'American pressure'

 

Guma El-Gamaty, a researcher on Libyan affairs, told Al Jazeera: "It is a significant reward for Gaddafi and a sign of how far relations between America and Libya have come.

 

"Gaddafi's regime has become strong ally of America in its 'war on terror' ... supplying information about Islamic groups around the world that may prove a threat to the US."

 

He said: "This will send a diplomatic signal to other more crucial countries, like Iran and North Korea, that if they follow Libya's example and completely capitulate and give up to American pressure and toe the American line ... they will be rewarded."

 

Libya had long been suspected by some governments in the west of attempting to develop weapons of mass destruction.

But in 2003 Muammar Gaddafi, the country's long-term leader, renounced all attempts to develop a non-conventional arsenal, clearing the way for  the restoration of diplomatic relations with the US in May last year.

Gaddafi did, however, maintain his desire to develop nuclear technology for peaceful purposes.

Technical assistance

The deal to be signed shortly with the US would include building a nuclear power plant, helping develop water desalination capacity, joint research and technical projects and training Libyan technicians in the US.

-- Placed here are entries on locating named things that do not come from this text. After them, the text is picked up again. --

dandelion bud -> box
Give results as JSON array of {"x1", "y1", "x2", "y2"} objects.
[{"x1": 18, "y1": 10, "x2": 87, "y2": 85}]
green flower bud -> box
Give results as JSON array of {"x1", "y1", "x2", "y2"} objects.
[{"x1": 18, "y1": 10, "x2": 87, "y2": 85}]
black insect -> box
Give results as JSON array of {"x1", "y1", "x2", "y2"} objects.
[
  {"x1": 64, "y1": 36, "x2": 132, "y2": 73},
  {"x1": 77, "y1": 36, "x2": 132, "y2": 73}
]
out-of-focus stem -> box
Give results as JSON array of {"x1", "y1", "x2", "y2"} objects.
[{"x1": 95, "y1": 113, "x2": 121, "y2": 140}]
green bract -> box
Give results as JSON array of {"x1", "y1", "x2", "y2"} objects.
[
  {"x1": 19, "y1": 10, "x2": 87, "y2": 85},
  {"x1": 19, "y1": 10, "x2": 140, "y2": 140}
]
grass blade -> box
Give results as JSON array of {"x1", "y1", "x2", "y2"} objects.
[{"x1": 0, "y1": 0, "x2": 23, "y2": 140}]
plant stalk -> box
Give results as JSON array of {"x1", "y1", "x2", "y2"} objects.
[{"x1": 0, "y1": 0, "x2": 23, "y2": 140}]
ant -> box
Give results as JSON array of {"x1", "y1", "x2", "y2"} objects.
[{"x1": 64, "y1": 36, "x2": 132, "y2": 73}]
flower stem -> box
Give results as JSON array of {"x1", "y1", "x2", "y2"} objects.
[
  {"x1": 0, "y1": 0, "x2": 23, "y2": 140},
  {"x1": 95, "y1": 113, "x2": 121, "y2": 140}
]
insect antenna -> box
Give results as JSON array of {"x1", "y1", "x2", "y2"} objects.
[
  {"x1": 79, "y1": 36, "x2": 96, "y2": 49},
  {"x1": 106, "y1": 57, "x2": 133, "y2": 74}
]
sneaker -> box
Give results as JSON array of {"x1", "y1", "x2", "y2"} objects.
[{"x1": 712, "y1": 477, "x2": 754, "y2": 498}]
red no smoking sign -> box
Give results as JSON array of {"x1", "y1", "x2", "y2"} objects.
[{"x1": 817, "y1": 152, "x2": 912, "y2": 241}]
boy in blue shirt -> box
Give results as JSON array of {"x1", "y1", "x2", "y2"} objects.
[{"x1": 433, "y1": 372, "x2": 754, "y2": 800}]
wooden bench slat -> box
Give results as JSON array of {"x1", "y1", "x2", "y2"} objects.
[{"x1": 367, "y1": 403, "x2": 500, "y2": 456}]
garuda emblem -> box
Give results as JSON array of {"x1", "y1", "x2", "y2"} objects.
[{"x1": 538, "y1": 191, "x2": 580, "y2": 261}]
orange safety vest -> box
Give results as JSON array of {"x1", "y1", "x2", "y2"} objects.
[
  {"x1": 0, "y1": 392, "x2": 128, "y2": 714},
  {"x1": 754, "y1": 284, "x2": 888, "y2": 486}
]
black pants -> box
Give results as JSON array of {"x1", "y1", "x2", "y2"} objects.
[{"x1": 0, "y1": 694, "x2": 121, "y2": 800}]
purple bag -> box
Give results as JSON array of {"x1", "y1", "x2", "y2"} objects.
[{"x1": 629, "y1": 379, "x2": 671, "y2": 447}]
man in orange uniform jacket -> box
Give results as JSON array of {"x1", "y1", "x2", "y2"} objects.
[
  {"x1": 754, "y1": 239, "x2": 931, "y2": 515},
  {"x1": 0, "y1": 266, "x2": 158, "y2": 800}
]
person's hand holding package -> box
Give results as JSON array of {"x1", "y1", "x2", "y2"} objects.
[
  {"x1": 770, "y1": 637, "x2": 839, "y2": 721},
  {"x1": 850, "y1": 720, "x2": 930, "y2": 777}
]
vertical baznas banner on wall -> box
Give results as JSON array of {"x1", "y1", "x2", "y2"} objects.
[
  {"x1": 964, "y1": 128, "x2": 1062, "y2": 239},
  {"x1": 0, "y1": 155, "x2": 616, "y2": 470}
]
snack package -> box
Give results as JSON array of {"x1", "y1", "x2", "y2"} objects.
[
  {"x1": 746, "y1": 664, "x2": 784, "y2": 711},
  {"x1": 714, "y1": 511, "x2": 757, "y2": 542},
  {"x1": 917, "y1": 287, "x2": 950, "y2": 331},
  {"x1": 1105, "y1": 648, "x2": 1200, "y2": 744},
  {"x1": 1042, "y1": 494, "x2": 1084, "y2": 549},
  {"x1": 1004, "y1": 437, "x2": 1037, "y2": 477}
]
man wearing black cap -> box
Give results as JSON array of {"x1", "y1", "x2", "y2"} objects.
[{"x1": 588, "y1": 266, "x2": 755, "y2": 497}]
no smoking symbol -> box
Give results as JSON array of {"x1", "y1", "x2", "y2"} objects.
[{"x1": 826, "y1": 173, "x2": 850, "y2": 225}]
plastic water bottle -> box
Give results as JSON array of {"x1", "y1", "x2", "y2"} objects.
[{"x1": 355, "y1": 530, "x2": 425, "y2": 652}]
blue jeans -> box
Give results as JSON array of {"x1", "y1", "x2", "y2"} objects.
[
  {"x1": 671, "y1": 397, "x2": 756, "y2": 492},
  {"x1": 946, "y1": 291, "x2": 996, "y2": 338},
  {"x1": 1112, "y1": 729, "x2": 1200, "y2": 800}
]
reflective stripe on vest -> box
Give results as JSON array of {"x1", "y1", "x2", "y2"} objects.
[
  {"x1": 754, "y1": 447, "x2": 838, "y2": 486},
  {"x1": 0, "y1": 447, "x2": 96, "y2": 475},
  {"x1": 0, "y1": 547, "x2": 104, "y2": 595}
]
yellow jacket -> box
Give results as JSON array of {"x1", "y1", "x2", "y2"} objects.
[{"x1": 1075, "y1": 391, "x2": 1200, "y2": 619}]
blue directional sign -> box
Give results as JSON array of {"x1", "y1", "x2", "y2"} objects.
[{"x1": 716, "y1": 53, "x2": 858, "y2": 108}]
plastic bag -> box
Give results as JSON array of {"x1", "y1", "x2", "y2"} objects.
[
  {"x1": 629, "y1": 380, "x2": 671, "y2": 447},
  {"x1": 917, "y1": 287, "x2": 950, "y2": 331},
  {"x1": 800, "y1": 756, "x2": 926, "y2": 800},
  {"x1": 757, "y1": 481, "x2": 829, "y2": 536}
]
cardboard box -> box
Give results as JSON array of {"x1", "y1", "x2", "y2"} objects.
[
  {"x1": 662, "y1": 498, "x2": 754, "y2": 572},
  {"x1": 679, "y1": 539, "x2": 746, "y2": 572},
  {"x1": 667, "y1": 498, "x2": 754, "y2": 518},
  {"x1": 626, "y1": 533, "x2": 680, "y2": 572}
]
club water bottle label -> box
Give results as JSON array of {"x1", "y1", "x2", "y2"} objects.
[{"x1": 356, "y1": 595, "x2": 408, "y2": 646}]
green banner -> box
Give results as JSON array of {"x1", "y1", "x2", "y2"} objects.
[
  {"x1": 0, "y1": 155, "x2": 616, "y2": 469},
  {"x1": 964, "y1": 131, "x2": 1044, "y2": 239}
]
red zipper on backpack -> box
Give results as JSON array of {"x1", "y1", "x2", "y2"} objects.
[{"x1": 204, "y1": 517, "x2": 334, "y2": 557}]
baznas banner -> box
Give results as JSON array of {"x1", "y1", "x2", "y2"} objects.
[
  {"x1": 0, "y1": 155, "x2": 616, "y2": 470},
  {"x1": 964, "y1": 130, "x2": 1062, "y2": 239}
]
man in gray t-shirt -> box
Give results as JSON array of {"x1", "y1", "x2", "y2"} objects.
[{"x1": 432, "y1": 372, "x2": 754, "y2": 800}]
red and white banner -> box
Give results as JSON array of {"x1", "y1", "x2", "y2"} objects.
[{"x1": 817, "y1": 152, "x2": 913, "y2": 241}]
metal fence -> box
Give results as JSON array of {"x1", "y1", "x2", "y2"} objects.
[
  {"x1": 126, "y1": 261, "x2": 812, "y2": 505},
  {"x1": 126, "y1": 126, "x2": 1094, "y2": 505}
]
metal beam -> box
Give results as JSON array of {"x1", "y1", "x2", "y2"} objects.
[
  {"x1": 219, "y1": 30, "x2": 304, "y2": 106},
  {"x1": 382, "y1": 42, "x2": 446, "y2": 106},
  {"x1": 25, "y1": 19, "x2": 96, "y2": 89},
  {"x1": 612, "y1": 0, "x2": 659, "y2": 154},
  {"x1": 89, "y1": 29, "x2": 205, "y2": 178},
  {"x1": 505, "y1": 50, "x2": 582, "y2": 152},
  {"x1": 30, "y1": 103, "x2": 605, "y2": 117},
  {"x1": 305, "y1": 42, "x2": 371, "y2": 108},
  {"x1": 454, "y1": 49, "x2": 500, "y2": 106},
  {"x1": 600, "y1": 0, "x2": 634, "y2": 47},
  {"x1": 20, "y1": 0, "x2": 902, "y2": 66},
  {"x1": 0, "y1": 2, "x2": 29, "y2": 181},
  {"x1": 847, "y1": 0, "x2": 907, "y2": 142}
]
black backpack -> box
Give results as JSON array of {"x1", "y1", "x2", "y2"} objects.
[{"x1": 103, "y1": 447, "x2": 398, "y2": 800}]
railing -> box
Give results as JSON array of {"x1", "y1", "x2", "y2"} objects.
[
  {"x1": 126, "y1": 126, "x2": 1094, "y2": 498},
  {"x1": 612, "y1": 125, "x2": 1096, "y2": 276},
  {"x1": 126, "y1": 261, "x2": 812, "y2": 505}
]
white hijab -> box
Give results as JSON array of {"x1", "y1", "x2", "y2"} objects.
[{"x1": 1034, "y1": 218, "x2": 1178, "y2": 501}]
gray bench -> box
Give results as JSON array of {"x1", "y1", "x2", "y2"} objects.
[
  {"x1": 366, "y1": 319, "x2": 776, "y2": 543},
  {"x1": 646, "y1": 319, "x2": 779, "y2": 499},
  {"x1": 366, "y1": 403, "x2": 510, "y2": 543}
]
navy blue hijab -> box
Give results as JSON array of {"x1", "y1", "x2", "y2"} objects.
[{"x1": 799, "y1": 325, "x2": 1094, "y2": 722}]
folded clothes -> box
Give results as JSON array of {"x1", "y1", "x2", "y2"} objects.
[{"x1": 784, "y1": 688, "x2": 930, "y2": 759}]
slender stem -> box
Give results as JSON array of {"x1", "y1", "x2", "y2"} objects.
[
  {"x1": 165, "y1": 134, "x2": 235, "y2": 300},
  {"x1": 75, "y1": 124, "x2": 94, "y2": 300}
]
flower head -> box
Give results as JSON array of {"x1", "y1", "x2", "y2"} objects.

"The General People's Committee authorised on Sunday the General People's Committee for Liaison and International Cooperation to sign the agreement related to Libyan-American cooperation in the peaceful use of nuclear energy," Jana said.

On March 3, Gaddafi renewed a recent complaint that Western countries had failed to properly compensate Libya for scrapping its nuclear arms programme and as a result countries like Iran and North Korea would not follow his lead.

Fears over finite oil and gas supplies and climate change have meant nuclear power is seen increasingly as a way of producing energy and cutting emissions of carbon dioxide.

Libya has proven oil reserves of 39 billion barrels, enough for 60 years at current production rates.

 

Its largely unexploited gas reserves are estimated at 53 trillion cubic feet.